I bought some of that Thick ass industrial strength velcro. I just stuck a strip of the side that has the little hoops and let it grab into the carpet. She aint' going anywhere yet it's removable if need be!


----------



## babyjbrooks (Sep 22, 2002)

*done*

take the subs out of the box and screw the box the floor of the trunk then put the subs back in :banana:


----------



## McLaren F1 2003 (Jan 2, 2003)

*Re: done*



babyjbrooks said:


> *take the subs out of the box and screw the box the floor of the trunk then put the subs back in :banana: *


lets see i would do that, but seeing as the gas tank is there....um, no


----------



## sno (Oct 4, 2002)

i dunno how the b14's are set up but on my b13 there's a brace behind the rear seats. if your box sits back far enough, just bolt it to that.


----------



## babyjbrooks (Sep 22, 2002)

no you ****** i am not talking about a four inch screw

after building a few custom stereos in many different cars i know that a one inch to one and half inch srew will work










in the back seat


----------



## McLaren F1 2003 (Jan 2, 2003)

babyjbrooks said:


> *no you ******** i am not talking about a four inch screw
> 
> after building a few custom stereos in many different cars i know that a one inch to one and half inch srew will work
> *



you didnt say that *********, you didnt give any kind of specifics, you just said screw it down. so analyze yourself b4 you call me a dumbass


----------



## N8inNV (Nov 16, 2002)

Whoa, I think it is time, to just end this thread right here.....
Lets all just be chill, and get along K


----------



## Psch91 (May 18, 2002)

McLaren F1 2003, did he have to say anything about the screw size? I think you can figure out on your own that he probably wasnt talking about a long screw.

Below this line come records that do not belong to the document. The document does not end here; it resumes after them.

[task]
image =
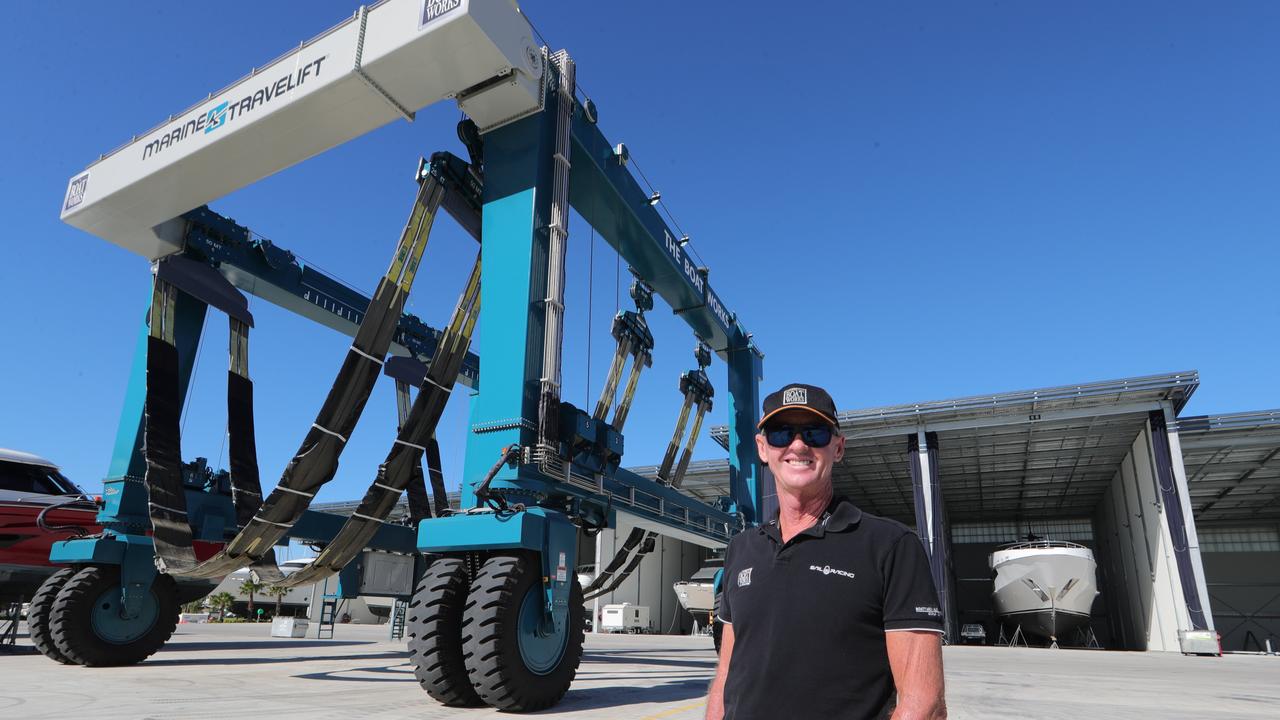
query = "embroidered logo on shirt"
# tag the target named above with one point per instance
(795, 396)
(830, 570)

Come on guys.


----------



## Slurppie (Oct 15, 2002)

Time to chill guys, no need for the name calling....


----------



## McLaren F1 2003 (Jan 2, 2003)

listen here, when i first got my system, i was told not to screw it down because if the gas tank was punctured it would be a $1000 fix. now i dont have that kind of cash, so i dont wanna risk it.


----------



## Slurppie (Oct 15, 2002)

If you are unable to attach to the floor of the trunk you can always add sides to the box and attach them to the wheel wells or extend the top of the box to the rear deck and attach the box to that point.


----------



## babyjbrooks (Sep 22, 2002)

common sense or is that in las vegas i guess not i hope that i could help


----------



## Psch91 (May 18, 2002)

babyjbrooks, your talking about common senSe, and you dont even know how to spell senSe.


----------